AlipayやAlibabaのデジタルバンキング事業を運営するAnt Financialは、近日ローンチ予定のKakao Payに出資することを決めた。このディールにより、Ant FinancialはKakao Payを通して同社の金融サービスを韓国でも展開する。また、オンラインのペイメントサービスだけでなく、オフラインの金融サービスにもビジネスを拡大する構えだ。

Kakao Talkのユーザーは合計で4800万人。韓国では、95%のスマートフォンにKakao Talkがインストールされていると言われている。以前からKakao Talkにはモバイルペイメント機能は備わっていた。しかし先月、Kakaoの取締役会は同社の金融サービス部門の子会社化を決定。Kakao Payが誕生することとなった。
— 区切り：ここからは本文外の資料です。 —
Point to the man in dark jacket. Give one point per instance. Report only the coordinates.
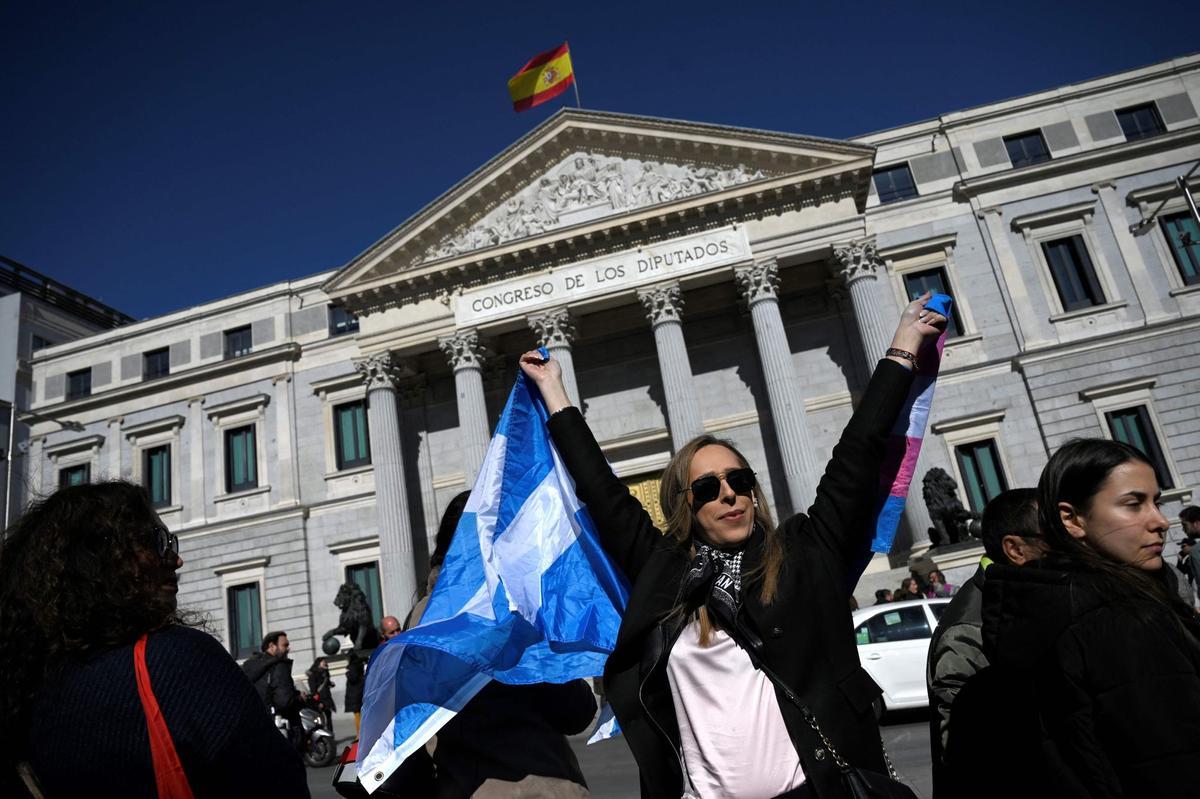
(270, 671)
(955, 653)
Kakao Talkでは、店頭での支払機能、P2P送金機能、各種料金の支払機能、Webバンキング機能などが利用できる。また、今後はローンの借り入れ機能なども追加する予定だ。

Kakao Payが提供する各種機能は、これまでにAnt Financialが中国で提供し、成功してきた分野だ。そのため、このパートナーシップは両社に大きな戦略的価値を与えるものだと言えるだろう。Kakaoの成長を加速させることはもちろん、Alibabaにも大きなメリットがあるのだ。このパートナーシップにより、Alibabaは韓国のEコマース市場に攻勢をかけることが可能になるだけでなく、韓国を訪れる中国人観光客がAlipayを使いやすくなるというメリットもある。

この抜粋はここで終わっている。